L’humanité a remporté une manche dans la longue marche contre le processus de déshumanisation légale de centaines de milliers de Dominicains par des Dominicains.
Haïti doit se réjouir tranquillement avec elle. Dans ce qui pourrait apparaître comme une nouvelle saga haïtiano-dominicaine ou dominicano-haïtienne se joue une problématique de taille. La Caricom lui a donné son statut régional. Espérons que nos voisins comprendront la nécessité de faire tranquillement machine arrière.
Tous les hommes doivent se sentir concernés par ce fait du prince d’un État qui, en deux coups de plume, veut faire disparaître des décennies de mélanges et de relations entre des humains qui cohabitent en paix.
Prendre fait et cause pour les Dominicains que la république voisine veut soustraire de ses registres d’état civil est une cause noble.
Cela dit, quelle est l’économie de dénationaliser des citoyens d’un pays ?

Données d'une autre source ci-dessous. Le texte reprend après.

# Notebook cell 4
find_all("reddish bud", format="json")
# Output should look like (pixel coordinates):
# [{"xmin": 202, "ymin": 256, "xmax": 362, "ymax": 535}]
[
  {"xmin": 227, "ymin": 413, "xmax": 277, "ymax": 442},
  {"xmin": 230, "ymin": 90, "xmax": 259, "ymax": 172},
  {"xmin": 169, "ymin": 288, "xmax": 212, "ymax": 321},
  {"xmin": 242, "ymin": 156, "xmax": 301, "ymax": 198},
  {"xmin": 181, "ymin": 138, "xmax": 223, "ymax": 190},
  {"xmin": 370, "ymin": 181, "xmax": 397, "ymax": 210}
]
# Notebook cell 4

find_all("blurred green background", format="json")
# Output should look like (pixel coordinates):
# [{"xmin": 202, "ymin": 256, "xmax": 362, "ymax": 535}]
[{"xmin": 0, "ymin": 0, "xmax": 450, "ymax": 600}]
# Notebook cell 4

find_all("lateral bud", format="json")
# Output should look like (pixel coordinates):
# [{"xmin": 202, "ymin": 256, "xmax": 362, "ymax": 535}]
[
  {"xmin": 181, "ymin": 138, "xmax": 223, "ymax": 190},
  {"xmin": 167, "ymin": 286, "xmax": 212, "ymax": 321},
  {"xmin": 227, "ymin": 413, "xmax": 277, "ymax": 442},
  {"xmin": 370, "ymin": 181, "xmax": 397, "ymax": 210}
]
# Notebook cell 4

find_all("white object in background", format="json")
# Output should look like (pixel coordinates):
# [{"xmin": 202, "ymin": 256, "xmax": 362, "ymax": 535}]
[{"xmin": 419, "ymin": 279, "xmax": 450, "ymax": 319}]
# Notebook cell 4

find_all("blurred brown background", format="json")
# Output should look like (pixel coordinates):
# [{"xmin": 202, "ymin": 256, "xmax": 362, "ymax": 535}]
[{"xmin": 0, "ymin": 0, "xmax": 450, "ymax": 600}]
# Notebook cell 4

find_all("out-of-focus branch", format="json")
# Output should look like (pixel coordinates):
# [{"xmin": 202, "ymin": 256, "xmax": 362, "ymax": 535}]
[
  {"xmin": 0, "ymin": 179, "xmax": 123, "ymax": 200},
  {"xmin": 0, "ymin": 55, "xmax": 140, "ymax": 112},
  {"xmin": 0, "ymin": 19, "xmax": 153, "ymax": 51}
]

Si on refuse de croire que ce sont simplement des instincts racistes qui, lentement mais sûrement, poussent des secteurs entiers de la société dominicaine à procéder de manière systématique à une épuration, n’ayons pas peur du mot, ethnique, quelle explication logique trouver à ce mouvement enclenché depuis des années ?
Nos chers voisins mesurent-ils toute la portée de ce qu’ils veulent mettre en œuvre ? Dans le même temps, pour d’autres raisons, mais dans le même temps, des Dominicains repoussent vers Haïti des Haïtiens installés chez eux.

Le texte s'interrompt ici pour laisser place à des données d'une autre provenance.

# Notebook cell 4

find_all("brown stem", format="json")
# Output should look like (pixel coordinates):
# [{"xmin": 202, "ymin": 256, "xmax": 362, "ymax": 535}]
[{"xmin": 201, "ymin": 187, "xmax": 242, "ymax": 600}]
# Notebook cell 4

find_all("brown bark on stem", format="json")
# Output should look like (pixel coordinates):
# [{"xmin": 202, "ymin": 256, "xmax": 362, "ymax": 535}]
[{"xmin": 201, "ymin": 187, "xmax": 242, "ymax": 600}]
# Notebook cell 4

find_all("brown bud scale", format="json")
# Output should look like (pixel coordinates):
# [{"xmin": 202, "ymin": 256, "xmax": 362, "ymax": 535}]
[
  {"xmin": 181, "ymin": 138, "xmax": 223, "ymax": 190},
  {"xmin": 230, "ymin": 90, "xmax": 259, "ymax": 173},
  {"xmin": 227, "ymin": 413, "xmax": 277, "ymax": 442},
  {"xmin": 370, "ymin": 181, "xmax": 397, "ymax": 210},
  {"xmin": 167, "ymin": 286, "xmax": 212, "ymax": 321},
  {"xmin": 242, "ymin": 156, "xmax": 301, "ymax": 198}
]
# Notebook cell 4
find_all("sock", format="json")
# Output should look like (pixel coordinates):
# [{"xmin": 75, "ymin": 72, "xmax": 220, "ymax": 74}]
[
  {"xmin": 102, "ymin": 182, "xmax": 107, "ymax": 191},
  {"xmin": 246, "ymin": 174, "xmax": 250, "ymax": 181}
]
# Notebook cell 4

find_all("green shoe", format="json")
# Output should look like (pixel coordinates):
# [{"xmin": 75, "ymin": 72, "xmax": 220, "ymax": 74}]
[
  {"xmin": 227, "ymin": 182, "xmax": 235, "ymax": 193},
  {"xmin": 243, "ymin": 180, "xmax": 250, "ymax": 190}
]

Périodiquement, cela arrive. Des fois, le moindre fait divers est prétexte à des chasses à l’homme, provoque des montées de tension à la frontière qui sépare ou unit, selon les saisons de la peur, les deux pays.
Pour le moment, au su des faits passés et de l’histoire des deux pays, statistiquement, les rapatriements et les retours volontaires ne sont pas hors norme. Là encore, si chaque Haïtien doit porter assistance à nos frères de retour, chaque Haïtien doit évaluer tranquillement la situation.
Ne nous laissons pas prendre aux effets de loupe des médias sociaux. Ni abuser par les épices politiques ou les effluves de la haine. Les relations entre Haïti et la République dominicaine sont anciennes, profondes, complexes. En nous prêtant assistance après le 12 janvier 2010 et les ravages du séisme, en nous envahissant avec leurs compagnies de toutes sortes, en déversant les surplus de leurs produits dans nos marchés, en finançant nos politiciens, en chassant nos frères installés illégalement chez eux, les Dominicains nous font la leçon. Nous n’avons qu’à nous en prendre à nous-mêmes de ne pas faire nos devoirs. Nous avons un pays à construire.